The strong Mediterranean sunlight encouraged Renoir to brighten his already vivid palette and led to an increasing use of red in all its nuances to capture the ruddy Provencal earth. Flecks of red appear throughout the trees and foreground, leading our eye around the work, while the piercing blue of the sky is echoed in the cool shadows in the laundry and grass below. Renoir's landscapes from this period were also typically painted on a smaller scale, but despite their intimate size are full works, densely painted and highly coloured, illustrating his belief that a painting should be attractive to look at, bringing pleasure to both the artist and the viewer. He told the younger artist Albert André, 'I like a painting which makes me want to stroll in it, if it is a landscape' (Renoir quoted in ibid, p. 14).
In this aspect, Renoir stood aside from his Impressionist contemporaries who painted the modern world as they saw it, unembellished and un-idealised. Renoir's oeuvre maintained a distance from artistic doctrine, politics or the developments in photography and cinema which influenced so many others. His timeless compositions offered a refuge from the contemporary world and by the time the present work was painted, Renoir was increasingly looking back to eighteenth century classicism. Upon settling on the shores of the Mediterranean he rediscovered his love of classical antiquity, as well as his early interest in artists such as Watteau, Fragonard and Delacroix, whose works he had studied at the Louvre as a young student. Renoir found similarities in his idyllic surroundings with Watteau's landscapes in particular and referenced the tradition of French landscape painting through the use of trees as framing devices and a suffusion of light.
Despite suffering from arthritis and being confined to a wheelchair in his later years, Renoir continued to paint every day apart from Sundays. Indeed Matisse, a visitor to the house in 1917, was astonished to see Renoir's mature work and declared these extemporaneous landscapes which celebrate the beauty of the warm Mediterranean coast, to be 'all his best work' (Matisse quoted in F. Harris, Contemporary Portraits, Fourth Series, New York, 1923, p. 125).
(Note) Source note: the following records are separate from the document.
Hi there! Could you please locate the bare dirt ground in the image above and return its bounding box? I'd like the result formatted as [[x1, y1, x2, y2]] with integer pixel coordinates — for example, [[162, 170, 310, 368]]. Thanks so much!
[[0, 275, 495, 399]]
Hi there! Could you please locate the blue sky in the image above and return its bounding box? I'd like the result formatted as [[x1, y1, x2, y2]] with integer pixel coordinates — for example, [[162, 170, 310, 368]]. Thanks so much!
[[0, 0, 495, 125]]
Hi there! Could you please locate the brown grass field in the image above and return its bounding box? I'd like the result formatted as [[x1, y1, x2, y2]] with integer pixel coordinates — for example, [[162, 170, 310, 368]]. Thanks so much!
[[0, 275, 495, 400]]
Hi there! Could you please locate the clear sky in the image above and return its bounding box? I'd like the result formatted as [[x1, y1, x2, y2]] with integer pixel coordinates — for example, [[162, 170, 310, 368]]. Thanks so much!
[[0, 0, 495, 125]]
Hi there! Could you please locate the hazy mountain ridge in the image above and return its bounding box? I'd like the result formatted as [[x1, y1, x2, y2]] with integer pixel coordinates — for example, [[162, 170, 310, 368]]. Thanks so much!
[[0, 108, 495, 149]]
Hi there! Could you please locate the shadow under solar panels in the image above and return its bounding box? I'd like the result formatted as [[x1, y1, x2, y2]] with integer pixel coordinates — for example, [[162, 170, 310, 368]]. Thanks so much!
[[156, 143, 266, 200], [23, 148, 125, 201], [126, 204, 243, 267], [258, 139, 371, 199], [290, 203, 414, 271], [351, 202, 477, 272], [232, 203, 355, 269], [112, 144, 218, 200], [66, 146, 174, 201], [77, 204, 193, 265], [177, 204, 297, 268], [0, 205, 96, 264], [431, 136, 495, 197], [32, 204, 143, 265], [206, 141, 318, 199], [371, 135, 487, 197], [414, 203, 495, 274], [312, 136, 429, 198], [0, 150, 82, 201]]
Housed in a private Australian collection for over two decades, Paysage aux Collettes previously formed part of the prestigious collection of Blanche Swift Morris. Born in France, Blanche de Bilbao enjoyed early success in the theatre in Paris before marrying Colonel Nelson Swift Morris in 1933. The couple had homes in Chicago and Miami Beach and were known for their patronage of the arts and philanthropic contributions. The present work was sold in 1984 to benefit charity, alongside significant works by Henri Fantin-Latour, Eugène Boudin, Maurice de Vlaminck, Louis Valtat, Suzanne Valadon, Moïse Kisling and Camille Pissarro.